Henrique, hesitei antes de escrever este comentário porque não quero entrar em qualquer tipo de polémica: a tua leitura é a tua leitura e só a ti vincula. A mim cabe estar grato perante o teu esforço (e "esforço" aqui parece-me o termo correcto :)), mas não podia deixar passar esta imprecisão em claro. Até porque creio ser uma imprecisão que muda o sentido todo do verso.
"E deus tornou-se uma evasiva / a quem falta a força / da mendicidade."
Se cotejares com o original verás que não se trata de "mendicidade" (estado ou qualidade de mendigo; acto de mendigar) mas de "mendacidade" (qualidade de mendaz, falsidade). Para mim não faz muito sentido a utilização neste contexto do termo "mendicidade" mas sim de "mendacidade", i.e. deus tornou-se uma desculpa a quem falta até a força da mentira. Se atenderes aos versos logo acima ("O denodo / da mentira foi comutado / pela solércia / mais rés. //) julgo que se te tornará mais perceptível o porquê de ter usado "mendacidade". O ímpeto, o valor, com que os homens um dia poderão ter defendido a mentira (que era então para eles uma verdade inquestionável, em todas as suas formas e expressões), a tal "mercancia do dolo", a tal "onzena", a tal "simonia", foi comutada pela velhacaria mais rasa, pelo oportunismo mais chão.
Estranhei que considerasses esses os 3 versos mais claros de todo o poema, porquanto me parecem os de mais difícil interpretação, precisamente porque poderão ter que pressupor um deslocamento ontológico.

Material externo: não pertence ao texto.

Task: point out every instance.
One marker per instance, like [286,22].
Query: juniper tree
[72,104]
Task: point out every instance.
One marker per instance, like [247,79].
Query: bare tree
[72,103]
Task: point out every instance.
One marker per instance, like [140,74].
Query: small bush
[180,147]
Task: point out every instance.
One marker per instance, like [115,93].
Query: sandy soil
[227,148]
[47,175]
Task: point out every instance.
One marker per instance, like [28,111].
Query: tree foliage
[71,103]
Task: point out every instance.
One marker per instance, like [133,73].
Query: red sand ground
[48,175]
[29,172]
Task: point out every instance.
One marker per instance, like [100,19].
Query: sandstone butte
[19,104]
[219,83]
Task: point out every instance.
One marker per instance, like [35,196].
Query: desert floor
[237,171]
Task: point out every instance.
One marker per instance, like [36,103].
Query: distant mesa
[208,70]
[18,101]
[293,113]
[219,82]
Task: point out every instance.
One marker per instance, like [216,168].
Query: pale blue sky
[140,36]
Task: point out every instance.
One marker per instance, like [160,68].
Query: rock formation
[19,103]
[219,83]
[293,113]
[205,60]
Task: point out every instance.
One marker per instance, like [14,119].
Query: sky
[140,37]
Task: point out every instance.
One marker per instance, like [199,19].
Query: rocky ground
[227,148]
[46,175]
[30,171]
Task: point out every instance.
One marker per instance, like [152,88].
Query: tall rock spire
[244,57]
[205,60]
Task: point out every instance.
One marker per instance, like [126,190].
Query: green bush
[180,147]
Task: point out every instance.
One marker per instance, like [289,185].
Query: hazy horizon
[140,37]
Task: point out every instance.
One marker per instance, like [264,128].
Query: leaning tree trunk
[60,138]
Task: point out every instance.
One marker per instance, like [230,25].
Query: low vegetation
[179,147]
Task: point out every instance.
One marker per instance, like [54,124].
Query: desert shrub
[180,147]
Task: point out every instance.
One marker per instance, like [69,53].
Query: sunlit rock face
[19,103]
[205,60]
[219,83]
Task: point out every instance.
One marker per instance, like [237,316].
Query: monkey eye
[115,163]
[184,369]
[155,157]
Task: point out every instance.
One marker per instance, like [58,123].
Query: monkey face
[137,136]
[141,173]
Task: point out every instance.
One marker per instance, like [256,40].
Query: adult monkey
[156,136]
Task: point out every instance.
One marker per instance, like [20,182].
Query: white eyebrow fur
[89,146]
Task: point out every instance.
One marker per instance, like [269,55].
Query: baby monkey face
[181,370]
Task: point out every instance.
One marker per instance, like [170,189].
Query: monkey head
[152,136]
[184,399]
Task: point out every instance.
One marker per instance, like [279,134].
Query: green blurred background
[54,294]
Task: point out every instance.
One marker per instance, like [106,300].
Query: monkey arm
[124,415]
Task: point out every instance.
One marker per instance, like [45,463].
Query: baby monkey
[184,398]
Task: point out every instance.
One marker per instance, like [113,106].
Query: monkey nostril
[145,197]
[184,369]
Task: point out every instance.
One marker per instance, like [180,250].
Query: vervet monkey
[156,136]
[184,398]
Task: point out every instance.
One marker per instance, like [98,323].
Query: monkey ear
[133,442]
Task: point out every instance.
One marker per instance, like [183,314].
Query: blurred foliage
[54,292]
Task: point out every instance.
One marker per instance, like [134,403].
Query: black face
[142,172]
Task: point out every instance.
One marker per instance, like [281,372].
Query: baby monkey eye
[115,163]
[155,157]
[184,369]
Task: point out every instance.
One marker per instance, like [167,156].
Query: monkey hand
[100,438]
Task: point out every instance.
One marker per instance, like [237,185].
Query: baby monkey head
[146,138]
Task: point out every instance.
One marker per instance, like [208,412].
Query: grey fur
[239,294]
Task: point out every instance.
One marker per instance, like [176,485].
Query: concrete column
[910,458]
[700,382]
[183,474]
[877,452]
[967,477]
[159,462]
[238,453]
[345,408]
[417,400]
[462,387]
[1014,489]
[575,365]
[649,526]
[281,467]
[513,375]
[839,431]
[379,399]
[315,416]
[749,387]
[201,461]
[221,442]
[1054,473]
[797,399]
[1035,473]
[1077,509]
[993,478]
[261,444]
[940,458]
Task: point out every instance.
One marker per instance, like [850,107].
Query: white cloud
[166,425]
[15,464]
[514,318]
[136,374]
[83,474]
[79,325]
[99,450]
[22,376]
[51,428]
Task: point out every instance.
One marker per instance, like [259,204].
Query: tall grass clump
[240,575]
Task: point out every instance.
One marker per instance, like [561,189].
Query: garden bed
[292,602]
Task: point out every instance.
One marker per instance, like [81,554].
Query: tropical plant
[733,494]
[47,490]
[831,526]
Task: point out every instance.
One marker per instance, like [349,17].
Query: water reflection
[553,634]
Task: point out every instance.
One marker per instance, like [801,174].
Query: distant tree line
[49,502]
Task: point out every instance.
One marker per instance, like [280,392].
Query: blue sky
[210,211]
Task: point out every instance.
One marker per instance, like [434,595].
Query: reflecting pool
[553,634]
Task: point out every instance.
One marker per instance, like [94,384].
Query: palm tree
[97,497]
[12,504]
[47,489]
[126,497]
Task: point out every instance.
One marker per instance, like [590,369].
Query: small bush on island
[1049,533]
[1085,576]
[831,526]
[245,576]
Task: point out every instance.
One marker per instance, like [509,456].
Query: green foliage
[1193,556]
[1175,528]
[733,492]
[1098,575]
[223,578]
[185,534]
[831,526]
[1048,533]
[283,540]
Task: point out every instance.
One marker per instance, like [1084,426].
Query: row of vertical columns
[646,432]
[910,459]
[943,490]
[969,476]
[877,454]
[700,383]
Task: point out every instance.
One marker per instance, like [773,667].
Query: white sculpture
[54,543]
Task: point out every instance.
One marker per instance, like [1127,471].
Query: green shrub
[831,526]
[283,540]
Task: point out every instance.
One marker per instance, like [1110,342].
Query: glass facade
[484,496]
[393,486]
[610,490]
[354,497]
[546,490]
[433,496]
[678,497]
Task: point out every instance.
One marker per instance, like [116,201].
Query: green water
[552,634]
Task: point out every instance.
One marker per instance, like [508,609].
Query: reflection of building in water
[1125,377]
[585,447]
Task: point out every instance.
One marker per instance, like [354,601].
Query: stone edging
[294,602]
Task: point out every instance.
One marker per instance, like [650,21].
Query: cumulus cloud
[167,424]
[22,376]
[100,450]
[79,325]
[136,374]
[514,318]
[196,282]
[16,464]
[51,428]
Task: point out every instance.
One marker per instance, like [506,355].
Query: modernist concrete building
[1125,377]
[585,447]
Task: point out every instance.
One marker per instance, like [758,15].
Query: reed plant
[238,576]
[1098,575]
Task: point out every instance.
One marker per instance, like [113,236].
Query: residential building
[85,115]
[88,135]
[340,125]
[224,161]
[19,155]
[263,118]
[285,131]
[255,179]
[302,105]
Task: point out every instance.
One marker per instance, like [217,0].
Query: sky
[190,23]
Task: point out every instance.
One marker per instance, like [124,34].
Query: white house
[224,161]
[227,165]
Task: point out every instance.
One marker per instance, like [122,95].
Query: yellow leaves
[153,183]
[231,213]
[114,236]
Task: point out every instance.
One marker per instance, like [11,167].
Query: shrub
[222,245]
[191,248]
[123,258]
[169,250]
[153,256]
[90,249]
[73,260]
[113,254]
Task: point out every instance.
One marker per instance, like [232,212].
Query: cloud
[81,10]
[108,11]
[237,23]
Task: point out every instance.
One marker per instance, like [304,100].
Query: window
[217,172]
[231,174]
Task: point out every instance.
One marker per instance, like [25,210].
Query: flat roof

De resto "mercancia do dolo" é "mercancia do dolo", "onzena" é "onzena" e "simonia" é "simonia". Não me parecem que sejam termos "enfatuados" mas apenas o que são, palavras precisas que apontam para conceitos precisos, sobretudo para quem como eu acredita que a poesia não é o campo da paráfrase.
O meu obrigado.
Embora esta poesia me faça sentir reduzida a um insecto, admiro-lhe a coragem. Só através dos extractos seleccionados aprendi cinco palavras que desconhecia e que hei-de esquecer pela força do seu desuso - um esquecimento que, talvez adequadamente, ao menos fica a matar.
É gralha, vou corrigir. As minhas desculpas.
Grande Marina Tadeu. Na mouche.
Sim, terá sido isso. Obrigado pela atenção.
(...) Não me parece[m] que sejam termos "enfatuados" mas apenas o que são, palavras precisas que apontam para conceitos precisos, sobretudo para quem como eu acredita que a poesia não é o campo da paráfrase.😊
Um cibinho excessivo o convencimento do Autor de que as palavras não envelhecem. Mas cada um mendiga como quer ou pode o poema, os poemas,"a obra".